A 0.0475 kg ice cube at −30.0°C is placed in 0.577 kg of 35.0°C water in a very well insulated container. The latent heat of fusion of water is 334 kJ/kg, the specific heat of ice is 2092 J/(kg · K), and the specific heat of water is 4184 J/(kg · K). The system comes to equilibrium after all of the ice has melted. What is the final temperature of the system?
HINTS: This problem must be broken into pieces. Think about it chronologically: The ice can't melt until it warms up to its melting point. The ice will then melt, but will still be at zero degrees. You will need to then consider the melted ice warming to the equilibrium temperature, and the original water cooling to the equilibrium temperature.
Nuts to the hint. The sum of the heats gained in the system is zero (some gain, some lose)
Heatwarmingice+Heatfusion+heatwarming melted ice+heat warming orig water=0
let mi be the massice, mw mass of the orginal water.
mi*Ci*(0+30+ mi*Li+ mi(cw(tf-30)+mw*cw*(Tf-35)=0
solve for Tf
To solve this problem, let's break it down into smaller steps and consider the energy changes at each stage.
Step 1: Ice warming up to its melting point
Since the ice needs to warm up to its melting point of 0°C before it can start melting, we can calculate the energy change using the specific heat of ice formula:
Q1 = m × c_ice × ΔT
where:
- Q1 is the energy change
- m is the mass of the ice (0.0475 kg)
- c_ice is the specific heat of ice (2092 J/(kg · K))
- ΔT is the change in temperature
The ice is initially at -30.0°C and needs to warm up to 0°C, so ΔT1 = 0 - (-30) = 30°C.
Now substitute the values into the equation:
Q1 = 0.0475 kg × 2092 J/(kg · K) × 30°C
Step 2: Ice melting at 0°C
Once the ice reaches its melting point, it will start melting. The energy required for the phase change (latent heat of fusion) can be calculated as:
Q2 = m × L_fusion
where:
- Q2 is the energy change
- m is the mass of the ice (0.0475 kg)
- L_fusion is the latent heat of fusion of water (334 kJ/kg = 334,000 J/kg)

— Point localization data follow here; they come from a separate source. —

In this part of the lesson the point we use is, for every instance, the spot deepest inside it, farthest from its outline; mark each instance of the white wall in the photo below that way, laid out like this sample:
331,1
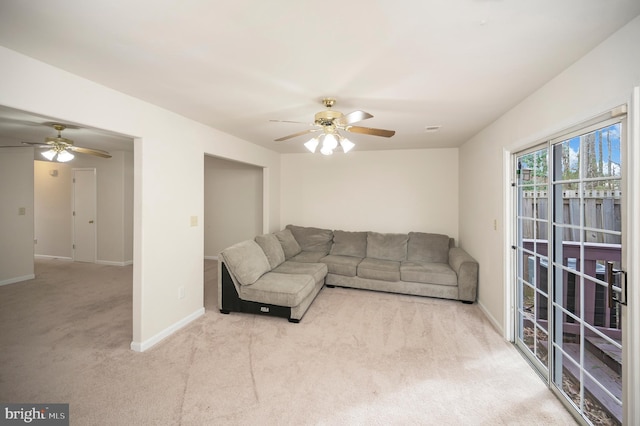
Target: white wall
16,230
383,191
52,209
168,252
601,80
232,203
114,215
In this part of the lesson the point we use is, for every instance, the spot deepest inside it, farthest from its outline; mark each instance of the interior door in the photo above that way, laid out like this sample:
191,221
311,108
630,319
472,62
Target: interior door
84,215
569,269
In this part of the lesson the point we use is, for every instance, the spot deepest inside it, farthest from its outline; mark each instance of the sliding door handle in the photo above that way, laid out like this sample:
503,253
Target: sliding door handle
616,294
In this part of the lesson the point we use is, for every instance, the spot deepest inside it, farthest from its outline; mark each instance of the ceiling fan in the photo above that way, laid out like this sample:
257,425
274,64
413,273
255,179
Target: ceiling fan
331,122
61,147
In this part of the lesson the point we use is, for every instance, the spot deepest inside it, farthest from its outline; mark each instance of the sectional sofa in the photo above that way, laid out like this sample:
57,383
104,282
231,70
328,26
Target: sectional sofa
281,273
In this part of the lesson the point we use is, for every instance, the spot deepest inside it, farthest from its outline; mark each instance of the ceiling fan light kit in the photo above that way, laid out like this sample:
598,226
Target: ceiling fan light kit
63,155
331,122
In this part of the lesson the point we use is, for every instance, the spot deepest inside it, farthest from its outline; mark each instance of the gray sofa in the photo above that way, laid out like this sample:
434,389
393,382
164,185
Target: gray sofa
281,273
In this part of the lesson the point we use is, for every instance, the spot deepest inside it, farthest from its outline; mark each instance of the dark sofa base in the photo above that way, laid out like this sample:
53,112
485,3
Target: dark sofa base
231,302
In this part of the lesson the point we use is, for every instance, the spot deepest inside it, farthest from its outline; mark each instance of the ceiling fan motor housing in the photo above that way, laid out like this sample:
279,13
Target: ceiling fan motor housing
326,118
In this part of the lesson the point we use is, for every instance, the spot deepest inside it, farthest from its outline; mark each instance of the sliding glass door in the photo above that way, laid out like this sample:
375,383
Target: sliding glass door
569,280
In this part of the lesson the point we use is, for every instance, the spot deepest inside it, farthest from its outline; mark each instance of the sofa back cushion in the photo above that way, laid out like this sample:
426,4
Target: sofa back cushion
387,246
425,247
349,244
312,239
289,244
271,248
246,261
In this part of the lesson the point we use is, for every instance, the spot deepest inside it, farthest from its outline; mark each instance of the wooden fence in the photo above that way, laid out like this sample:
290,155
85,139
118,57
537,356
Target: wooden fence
601,214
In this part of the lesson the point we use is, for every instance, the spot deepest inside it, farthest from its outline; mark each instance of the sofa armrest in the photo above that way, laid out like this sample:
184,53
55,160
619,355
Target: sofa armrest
466,267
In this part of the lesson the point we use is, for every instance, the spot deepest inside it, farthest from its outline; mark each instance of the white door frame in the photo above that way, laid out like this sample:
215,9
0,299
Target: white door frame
95,209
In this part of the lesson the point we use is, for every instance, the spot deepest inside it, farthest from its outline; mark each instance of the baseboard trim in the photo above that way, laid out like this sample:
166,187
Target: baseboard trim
46,256
17,279
491,319
143,346
111,263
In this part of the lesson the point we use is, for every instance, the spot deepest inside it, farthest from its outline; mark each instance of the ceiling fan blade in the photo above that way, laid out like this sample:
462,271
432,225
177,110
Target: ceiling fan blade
304,132
96,152
289,121
37,144
353,117
370,131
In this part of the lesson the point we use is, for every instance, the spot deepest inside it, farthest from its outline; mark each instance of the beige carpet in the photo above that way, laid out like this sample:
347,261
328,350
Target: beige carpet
357,357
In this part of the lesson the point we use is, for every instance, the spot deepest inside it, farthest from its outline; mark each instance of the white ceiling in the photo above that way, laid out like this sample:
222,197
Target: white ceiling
235,65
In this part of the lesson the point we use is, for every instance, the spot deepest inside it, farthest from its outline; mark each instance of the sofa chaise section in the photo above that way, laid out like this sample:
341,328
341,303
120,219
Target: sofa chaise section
254,277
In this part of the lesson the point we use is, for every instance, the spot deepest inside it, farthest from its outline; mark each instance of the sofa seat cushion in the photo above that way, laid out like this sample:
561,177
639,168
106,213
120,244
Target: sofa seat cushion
429,273
349,244
246,261
308,257
312,239
342,265
290,246
378,269
387,246
317,270
423,247
279,289
272,249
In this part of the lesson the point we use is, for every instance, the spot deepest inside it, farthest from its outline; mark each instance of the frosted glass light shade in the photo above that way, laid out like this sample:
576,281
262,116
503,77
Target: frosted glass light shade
311,145
346,145
330,141
326,151
64,156
49,155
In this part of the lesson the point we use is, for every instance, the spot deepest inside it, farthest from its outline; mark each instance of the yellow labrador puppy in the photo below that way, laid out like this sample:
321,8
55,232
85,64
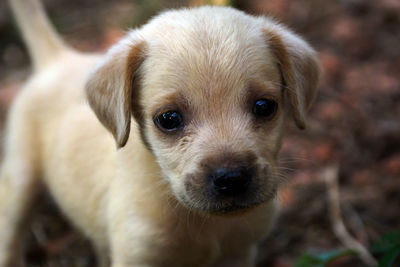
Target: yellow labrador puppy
164,150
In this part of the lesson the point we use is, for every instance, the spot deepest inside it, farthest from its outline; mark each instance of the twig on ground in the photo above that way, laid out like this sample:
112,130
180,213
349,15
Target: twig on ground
331,179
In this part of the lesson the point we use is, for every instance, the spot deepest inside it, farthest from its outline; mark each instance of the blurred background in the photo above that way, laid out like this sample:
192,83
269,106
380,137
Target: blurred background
352,140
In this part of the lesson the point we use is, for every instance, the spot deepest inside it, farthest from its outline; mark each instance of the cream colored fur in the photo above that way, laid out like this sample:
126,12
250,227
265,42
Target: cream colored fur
132,202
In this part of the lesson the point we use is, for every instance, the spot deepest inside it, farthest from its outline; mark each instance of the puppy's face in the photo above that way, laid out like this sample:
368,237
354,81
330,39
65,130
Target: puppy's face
210,98
214,121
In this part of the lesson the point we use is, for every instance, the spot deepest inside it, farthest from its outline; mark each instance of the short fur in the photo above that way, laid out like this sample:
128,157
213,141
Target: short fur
146,201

Step 3: Melted ice warming up to the equilibrium temperature
After all the ice has melted, the resulting water will still be at 0°C. We need to calculate the energy change for the water to reach the final equilibrium temperature.
Q3 = m × c_water × ΔT3
where:
- Q3 is the energy change
- m is the mass of the melted ice (0.0475 kg)
- c_water is the specific heat of water (4184 J/(kg · K))
- ΔT3 is the change in temperature from 0°C to the final temperature of the system
Step 4: Original water cooling down to the equilibrium temperature
The original water is initially at 35.0°C and needs to cool down to the final temperature. We can calculate the energy change using the specific heat of water formula:
Q4 = m × c_water × ΔT4
where:
- Q4 is the energy change
- m is the mass of the original water (0.577 kg)
- c_water is the specific heat of water (4184 J/(kg · K))
- ΔT4 is the change in temperature from 35.0°C to the final temperature of the system
Step 5: Equating the energy changes
Since the system is well insulated, the total energy change (Q_total) must be zero, as no heat is exchanged with the surroundings. Therefore, we can write:
Q_total = Q1 + Q2 + Q3 + Q4 = 0
Solving this equation will give us the final temperature of the system (ΔT).
Note: Make sure to convert all units to the same system (either all SI or all metric) before plugging in the values and calculating the energy changes.